En 1991, el gobierno estadounidense había aprendido la lección. Así que cuando la nueva oleada de refugiados salió de Haití —en medio de la preparación de unas elecciones presidenciales en Estados Unidos— la OTAN ofrecía una solución conveniente para George H. W. Bush, potencialmente fuera del alcance de los tribunales estadounidenses. Estados Unidos detuvo a casi 37000 haitianos en tiendas de campaña improvisadas, mientras las autoridades elegían a quiénes concedían audiencias de asilo, a quiénes deportaban sin audiencia y a quiénes dejaban en el purgatorio legal. La mayoría de las personas de este último grupo eran refugiados seropositivos puestos en cuarentena en sus propios campamentos, con derecho a asilo político pero con la prohibición de entrar en Estados Unidos. A algunos refugiados seropositivos se les dijo que no podían salir de GTMO hasta que se encontrara una cura.

Una vez más, los refugiados haitianos desafiaron su tratamiento. Las protestas dieron lugar a prolongadas batallas legales y el caso llegó hasta el Tribunal Supremo. Durante su campaña presidencial, Bill Clinton había prometido poner fin a la detención indefinida de los refugiados, lo que llevó a muchos a creer que dejaría que se mantuviera una sentencia de un tribunal inferior a favor de los refugiados.
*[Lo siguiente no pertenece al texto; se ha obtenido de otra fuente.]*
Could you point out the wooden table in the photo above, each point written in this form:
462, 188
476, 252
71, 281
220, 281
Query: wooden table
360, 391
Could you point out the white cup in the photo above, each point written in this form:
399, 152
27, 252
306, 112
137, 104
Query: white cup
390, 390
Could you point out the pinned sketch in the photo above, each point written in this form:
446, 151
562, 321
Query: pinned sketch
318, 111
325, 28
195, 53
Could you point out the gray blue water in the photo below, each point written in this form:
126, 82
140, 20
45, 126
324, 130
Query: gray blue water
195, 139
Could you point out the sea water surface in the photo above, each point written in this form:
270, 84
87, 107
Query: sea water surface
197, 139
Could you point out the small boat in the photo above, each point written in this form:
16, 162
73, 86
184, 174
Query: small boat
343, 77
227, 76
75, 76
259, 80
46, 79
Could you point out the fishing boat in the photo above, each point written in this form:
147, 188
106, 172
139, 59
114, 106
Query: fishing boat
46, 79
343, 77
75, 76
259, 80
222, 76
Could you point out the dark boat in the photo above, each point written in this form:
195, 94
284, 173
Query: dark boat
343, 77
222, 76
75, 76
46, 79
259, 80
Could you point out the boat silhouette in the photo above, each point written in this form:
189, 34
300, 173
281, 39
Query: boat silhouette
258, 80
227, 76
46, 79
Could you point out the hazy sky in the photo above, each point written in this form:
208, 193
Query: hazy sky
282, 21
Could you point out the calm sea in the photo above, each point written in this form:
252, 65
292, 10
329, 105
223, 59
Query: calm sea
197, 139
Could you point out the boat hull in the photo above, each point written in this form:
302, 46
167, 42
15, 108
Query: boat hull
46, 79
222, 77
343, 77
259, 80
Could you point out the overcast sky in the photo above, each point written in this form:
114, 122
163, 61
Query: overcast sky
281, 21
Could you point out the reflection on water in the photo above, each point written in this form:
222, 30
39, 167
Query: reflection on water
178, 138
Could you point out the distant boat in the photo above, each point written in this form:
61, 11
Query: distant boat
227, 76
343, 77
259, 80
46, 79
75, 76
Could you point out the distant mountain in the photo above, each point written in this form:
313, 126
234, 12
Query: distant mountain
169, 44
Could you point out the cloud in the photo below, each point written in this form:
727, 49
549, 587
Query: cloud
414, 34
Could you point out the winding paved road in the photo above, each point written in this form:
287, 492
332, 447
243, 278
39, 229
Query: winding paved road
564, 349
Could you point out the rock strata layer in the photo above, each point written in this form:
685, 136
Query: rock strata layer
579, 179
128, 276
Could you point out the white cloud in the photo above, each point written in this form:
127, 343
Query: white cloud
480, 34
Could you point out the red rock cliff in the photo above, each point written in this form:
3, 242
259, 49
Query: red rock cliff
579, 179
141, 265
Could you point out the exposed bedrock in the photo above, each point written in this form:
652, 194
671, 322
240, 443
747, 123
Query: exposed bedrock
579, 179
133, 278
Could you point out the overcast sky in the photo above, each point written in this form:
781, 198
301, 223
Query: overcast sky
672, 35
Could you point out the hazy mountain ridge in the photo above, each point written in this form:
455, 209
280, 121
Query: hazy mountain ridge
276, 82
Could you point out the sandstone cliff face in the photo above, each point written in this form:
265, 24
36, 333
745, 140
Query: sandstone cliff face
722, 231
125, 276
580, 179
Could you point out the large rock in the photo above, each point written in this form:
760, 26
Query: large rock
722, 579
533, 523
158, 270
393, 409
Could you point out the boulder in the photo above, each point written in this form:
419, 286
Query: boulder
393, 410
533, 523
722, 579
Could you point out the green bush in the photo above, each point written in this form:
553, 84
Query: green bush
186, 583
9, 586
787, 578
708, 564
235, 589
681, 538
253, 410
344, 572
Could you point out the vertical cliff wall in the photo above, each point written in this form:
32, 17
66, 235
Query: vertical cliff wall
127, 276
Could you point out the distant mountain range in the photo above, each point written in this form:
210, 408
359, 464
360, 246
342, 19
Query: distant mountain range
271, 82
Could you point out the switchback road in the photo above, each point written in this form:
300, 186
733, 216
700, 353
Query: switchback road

Pero en la semana anterior a su toma de posesión, Clinton cambió su posición.

En una decisión de 8 a 1 en el caso Sale contra el Consejo de Centros Haitianos, el Tribunal Supremo se puso del lado del gobierno de Estados Unidos, señalando que las leyes pertinentes que rigen a los refugiados y la inmigración no estaban destinadas a la «aplicación extraterritorial»; al parecer, la GTMO no era territorio estadounidense después de todo.

La sentencia no impidió la entrada de otra oleada de refugiados haitianos en 1994, a la que se sumaron cubanos que aprovecharon la relajación de las restricciones migratorias impuestas por Castro. El gobierno estadounidense volvió a retener a los refugiados en Guantánamo, esta vez con los precedentes de su lado. Cuando se materializaron las impugnaciones legales, el Tribunal de Apelaciones respaldó al gobierno. Mientras que a los cubanos se les permitió seguir viviendo en EE.UU. (a los inmigrantes de la nación insular se les concede asilo casi automáticamente), los haitianos fueron expulsados a la fuerza.

En sus observaciones finales, el Tribunal de Apelación pidió una respuesta humanitaria para ayudar a los refugiados retenidos en GTMO, aunque declaró «que estos migrantes carecen de derechos legales reconocibles en los tribunales de Estados Unidos». Siete años después, en los primeros meses de su guerra contra el terrorismo, la segunda administración Bush utilizó esta lógica jurisprudencial para transformar la base en un componente crucial de su campaña global.

Una oportunidad perdida

Los primeros detenidos, carentes de toda protección constitucional, llegaron a GTMO en enero de 2002. Los veinte años siguientes han sido testigos de la detención y la tortura de 780 personas, de las protestas de los detenidos y de otras personas, y de la aplicación a regañadientes de los tribunales militares, que ahora supervisan los cargos contra doce de los detenidos actuales. Otros catorce no han sido autorizados para un traslado, pero nunca han sido acusados de un delito. Nueve personas han muerto bajo custodia allí.

El candidato Obama se mostró indignado ante este horror de la era Bush y prometió cerrarlo. Pero dio pocos indicios de querer renunciar a la base, poner fin a la detención indefinida de «combatientes enemigos» o desmantelar el todavía extenso imperio de Estados Unidos. Y así, hoy, dos presidentes después, la Bahía sigue suspendida entre países, entre la Guerra Fría y la guerra contra el terrorismo, entre la presencia del imperio y la posibilidad de algo mejor.